Häufig gestellte Fragen:
Welche Funktionen sind entscheidend für eine effektive FMEA-Software?
Eine effektive FMEA-Software muss Risikoanalysen strukturiert durchführen können. Die Software sollte die Erfassung von Fehlerarten, deren Ursachen und Auswirkungen ermöglichen.
Automatische Berechnungen von Kennzahlen wie der Action Priority (AP) oder der Risikoprioritätszahl (RPN) gehören zu den Grundfunktionen. Diese Automatisierung reduziert manuelle Fehler und beschleunigt den Analyseprozess erheblich.
Die Exportfunktion für Dokumentation in gängige Formate wie Excel ist wichtig für die Weitergabe von Ergebnissen. Visualisierungen wie Pareto-Diagramme und Risikomatrizen helfen dabei, Prioritäten zu setzen und Maßnahmen gezielt zu planen. Die Software sollte auch die Erstellung von Begleitdokumenten wie Kontrollplänen und Prozessflussdiagrammen unterstützen.
Wie gewährleistet die Software die Konformität mit aktuellen Industriestandards für Risikobewertungen?
Die Einhaltung von Standards wie AIAG & VDA ed. 1, AIAG ed. 4 oder VDA 4 ist für viele Unternehmen verpflichtend. FMEA-Software sollte Formulare und Bewertungsmethoden bereitstellen, die diesen Standards entsprechen.
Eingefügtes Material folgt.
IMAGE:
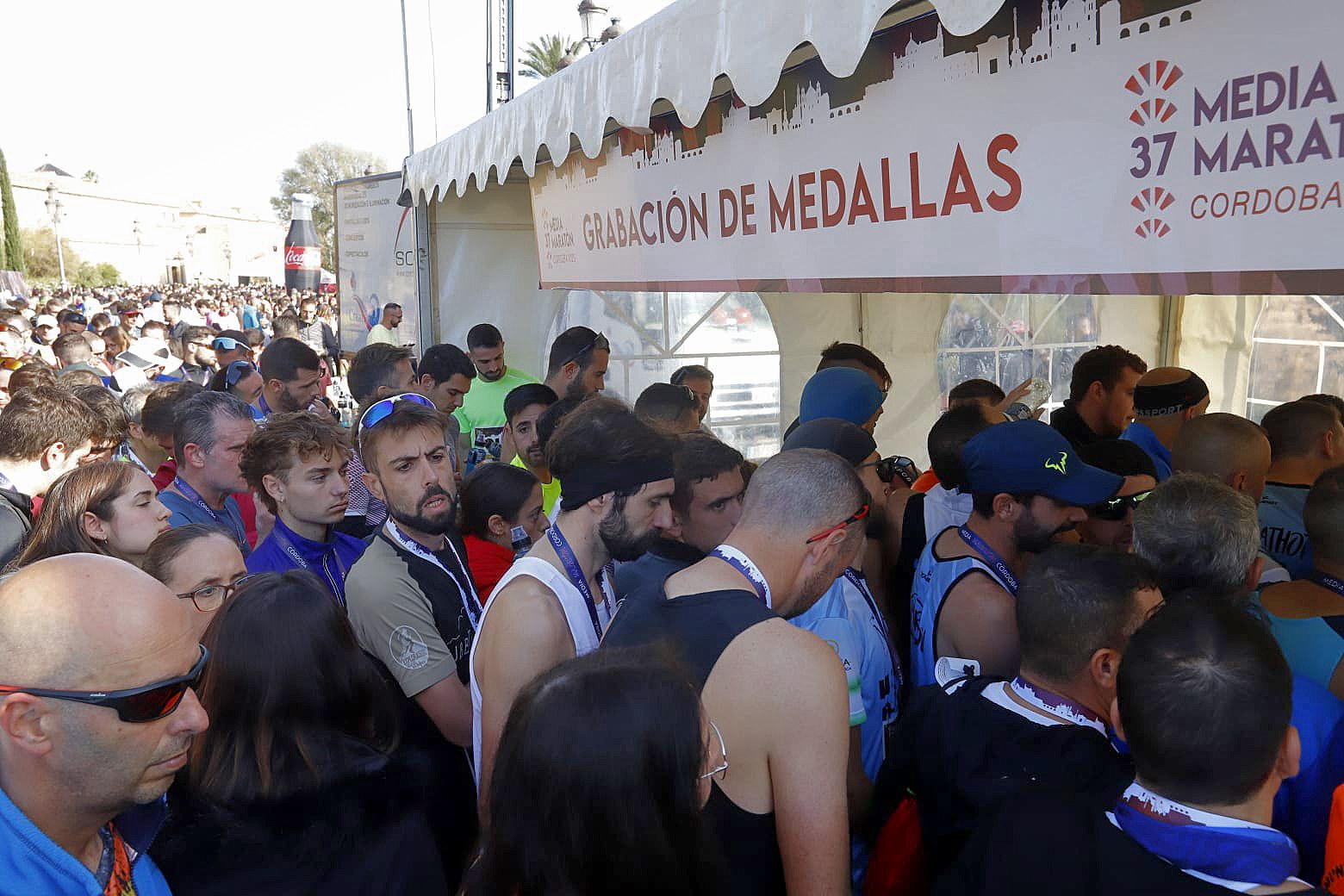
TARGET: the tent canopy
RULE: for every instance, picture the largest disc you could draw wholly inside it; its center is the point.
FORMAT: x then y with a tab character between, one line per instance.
676	55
Konfigurierbare AP-Tabellen ermöglichen die Anpassung an spezifische Anforderungen des Unternehmens oder von Kunden. Die Software muss die jeweiligen Bewertungskriterien und Dokumentationsformate korrekt umsetzen.
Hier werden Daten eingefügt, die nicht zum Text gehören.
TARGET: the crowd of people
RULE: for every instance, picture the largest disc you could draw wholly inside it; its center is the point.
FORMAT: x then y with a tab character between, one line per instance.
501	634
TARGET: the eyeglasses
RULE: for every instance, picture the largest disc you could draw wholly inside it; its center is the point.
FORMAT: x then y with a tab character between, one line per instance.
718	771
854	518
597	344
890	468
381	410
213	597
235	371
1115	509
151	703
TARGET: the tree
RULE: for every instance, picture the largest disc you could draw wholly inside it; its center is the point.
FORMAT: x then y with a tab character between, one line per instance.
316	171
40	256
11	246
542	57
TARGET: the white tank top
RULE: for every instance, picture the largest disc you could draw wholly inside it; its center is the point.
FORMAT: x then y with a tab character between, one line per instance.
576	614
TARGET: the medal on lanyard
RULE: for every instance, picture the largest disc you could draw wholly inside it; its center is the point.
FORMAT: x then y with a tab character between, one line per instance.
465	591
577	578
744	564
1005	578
Obwohl AIAG & VDA ursprünglich für die Automobilindustrie entwickelt wurde, eignet sich dieser Standard mittlerweile auch für andere Branchen. Maschinenbau, Elektronik, Luft- und Raumfahrt sowie Medizintechnik nutzen diese Methodik für ihre Risikoanalysen. Die Software sollte daher flexibel genug sein, um verschiedene Industrieanforderungen abzudecken.
Auf welche Weise unterstützt die Software das Management von FMEA-Prozessen über verschiedene Projekte hinweg?
Die Verwaltung mehrerer FMEA-Projekte erfordert eine strukturierte Datenhaltung. Die Software sollte eine zentrale Ablage für alle Analysen bieten, die einen schnellen Zugriff ermöglicht.
Versionskontrolle und Änderungshistorie dokumentieren alle Anpassungen an den Analysen. Diese Funktionen sind besonders wichtig, wenn mehrere Personen an verschiedenen Projekten arbeiten oder wenn Analysen über längere Zeiträume aktualisiert werden müssen.
Die Möglichkeit, Daten zwischen Projekten zu übertragen oder Vorlagen zu nutzen, spart Zeit bei wiederkehrenden Prozessen. Statistikfunktionen helfen dabei, projektübergreifende Muster zu erkennen und Best Practices zu identifizieren.
Inwiefern erleichtert die FMEA-Software die Zusammenarbeit im Team und den Informationsaustausch?
FMEA-Analysen sind Teamaufgaben, bei denen verschiedene Fachbereiche zusammenarbeiten müssen. Die Software sollte die Dokumentation von Aufgaben und Verantwortlichkeiten für einzelne Teammitglieder ermöglichen.
Die Exportfunktion in standardisierte Formate erleichtert den Austausch mit Partnern und Kunden. Dies ist besonders wichtig in der Lieferkette zwischen OEMs und Zulieferern verschiedener Stufen.
Eine einheitliche Plattform sorgt für Konsistenz in der Risikobewertung über verschiedene Abteilungen hinweg. Die Software unterstützt damit die Abstimmung zwischen Entwicklung, Produktion und Qualitätssicherung.
Können bestehende FMEA-Dokumentationen in die Software importiert und dort weiterbearbeitet werden?
Der Wechsel zu einer neuen Software darf keine Datenverluste verursachen. Die Importfunktion für bestehende FMEA-Daten ist daher eine wichtige Anforderung.
Die meisten modernen FMEA-Lösungen unterstützen gängige Dateiformate für den Import. Dies ermöglicht die Übernahme von Analysen aus älteren Systemen oder anderen Softwarelösungen.
Die Weiterbearbeitung importierter Daten sollte ohne Einschränkungen möglich sein. Die Software muss sicherstellen, dass alle Verknüpfungen und Bewertungen korrekt übernommen werden.